Nah, ini dia," kata Makoto.
"Aku sangat senang kamu pulang lagi," kata Kotonoha.
"Saya juga."
Dia berjinjit untuk menciumnya. Makoto membiarkannya.
Mengambil itu sebagai pertanda baik, Kotonoha mencoba untuk berciuman di Prancis, tetapi dia dengan lembut mendorongnya menjauh.
"Maaf," katanya. "Aku hanya…"
"Terangsang?"
Dia tersipu. "Iya."
"Baik. Anda harus. Tapi kami melakukan apa yang saya katakan, saat saya mengatakannya. "
“Y-Ya, Pak.” Dia mengarahkan pandangannya ke bawah.
“Apakah Kokoro tertidur?”
Kotonoha ragu-ragu. “Dia seharusnya.”
“Jadi itu tidak. Aku akan memasukkannya. Kamu membongkar muatan mobil. Aku akan menemuimu di ruang tamu. "
Dia mengangguk.
Saat Makoto menangani Kokoro, Kotonoha mulai menurunkan muatan mobilnya. Sungguh gila berapa banyak… barang yang mereka beli hari ini. Itu benar-benar mulai lepas kendali.
Tapi itulah yang dia inginkan, bukan? Dia ingin melangkah lebih jauh. Lebih dalam.
Tapi di mana dia akan meletakkan semua ini? Jika Kokoro melihat…
Oh tunggu. Itu tidak penting lagi. Kokoro adalah ...
Kotonoha menghela nafas. Dia terus lupa bahwa Kokoro bukan hanya adik perempuannya lagi. Dia adalah… calon pacar Makoto. Salah satu pacarnya. Pacar kedua.
Dia menghela nafas lagi. Benarkah ini yang dia inginkan? Apakah dia bahkan punya pilihan saat ini?
Dia bisa mencoba untuk mendorong kembali, tetapi entah bagaimana, rasanya seperti dia akan meluncur kembali ke tempatnya semula. Ini adalah jenis hubungan yang diinginkan Makoto-kun, dan tidak peduli seberapa keras dia mendorong, tidak ada yang bisa dihindari. Jika dia tidak memberikan apa yang dia inginkan, dia akan putus dengannya. Dan Makoto tidak akan kesulitan mencari pacar baru. Yang lebih baik.
Itu dengan asumsi dia selamat tentu saja. Mengingat apa yang dia tahu, pada dasarnya dia bisa memenjarakannya selama sisa hidupnya jika dia mau. Tentu saja, dia tidak akan pernah melakukan itu. Dia mencintainya. Tapi di saat yang impulsif, selama pertarungan ...

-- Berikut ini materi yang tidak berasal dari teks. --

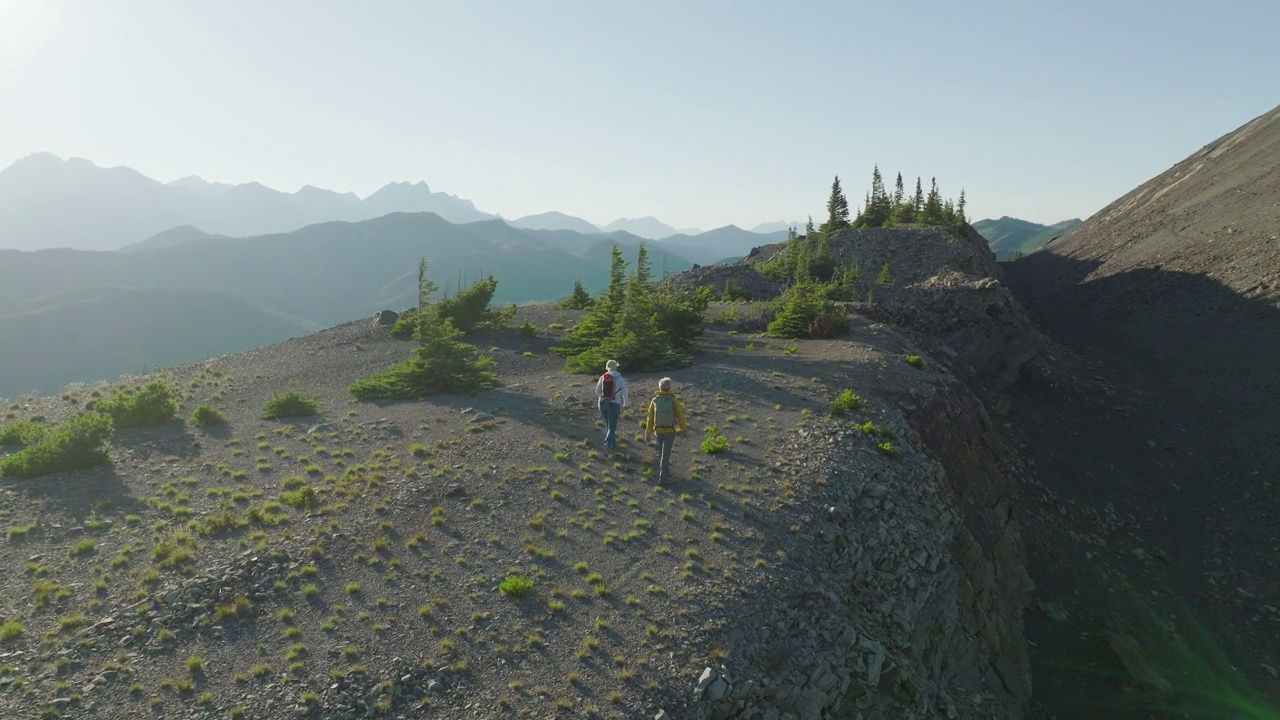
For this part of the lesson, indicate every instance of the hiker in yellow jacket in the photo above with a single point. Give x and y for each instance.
(666, 419)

Orang-orang telah melakukan hal-hal yang lebih impulsif. Sial, dia telah melakukan hal-hal yang lebih impulsif. Begitulah cara dia masuk dalam situasi ini sejak awal.
Dia menggelengkan kepalanya.
Tidak perlu memikirkan ini. Dia tidak akan putus dengannya. Dan dia sudah menerima bahwa Makoto-kun memilikinya. Saatnya berhenti merengek.

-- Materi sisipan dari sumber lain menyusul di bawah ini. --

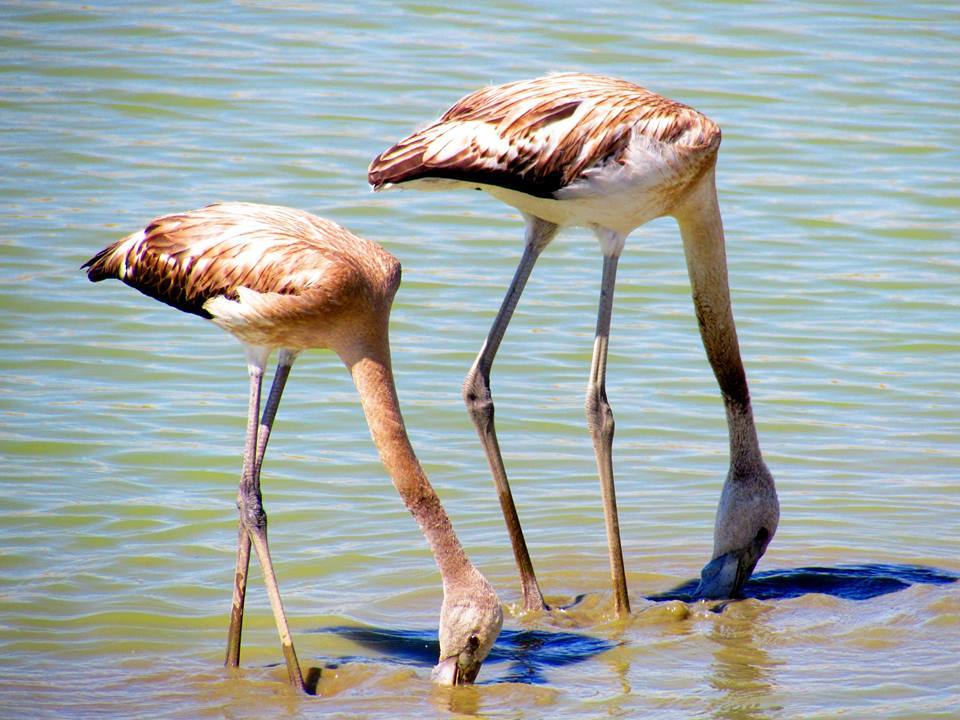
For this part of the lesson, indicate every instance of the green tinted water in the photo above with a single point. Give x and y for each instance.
(122, 420)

Kotonoha membawa tas-tas itu ke ruang tamu. Dia bisa memutuskan di mana akan menaruhnya nanti.
Saat dia turun ke yang terakhir, Makoto-kun tiba.
"Kamu sudah selesai?" Dia bertanya.
"Ya pak." Dia melipat tangannya di belakang punggungnya. Dia merasakan perutnya berkontraksi sebagai antisipasi.
"Baik." Dia menatapnya dengan jelas ... rasa lapar di matanya.
Tunggu sebentar.
Kotonoha mendongak. “Uhm… Makoto-kun?”
"Ya?"
“Aku agak… lapar.”
“Oh. Ya saya juga. Sekarang setelah Anda menyebutkannya. Aku benar-benar lupa tentang makan malam. ”
KAMU SEDANG MEMBACA
Dream Days
FanfictionSejak dia melihat anak laki-laki itu di kereta, Kotonoha mengalami mimpi yang aneh. Mimpi yang membimbingnya di jalan yang tidak diketahui. Sebuah jalan yang mengasyikkan dan sekaligus menakutkan.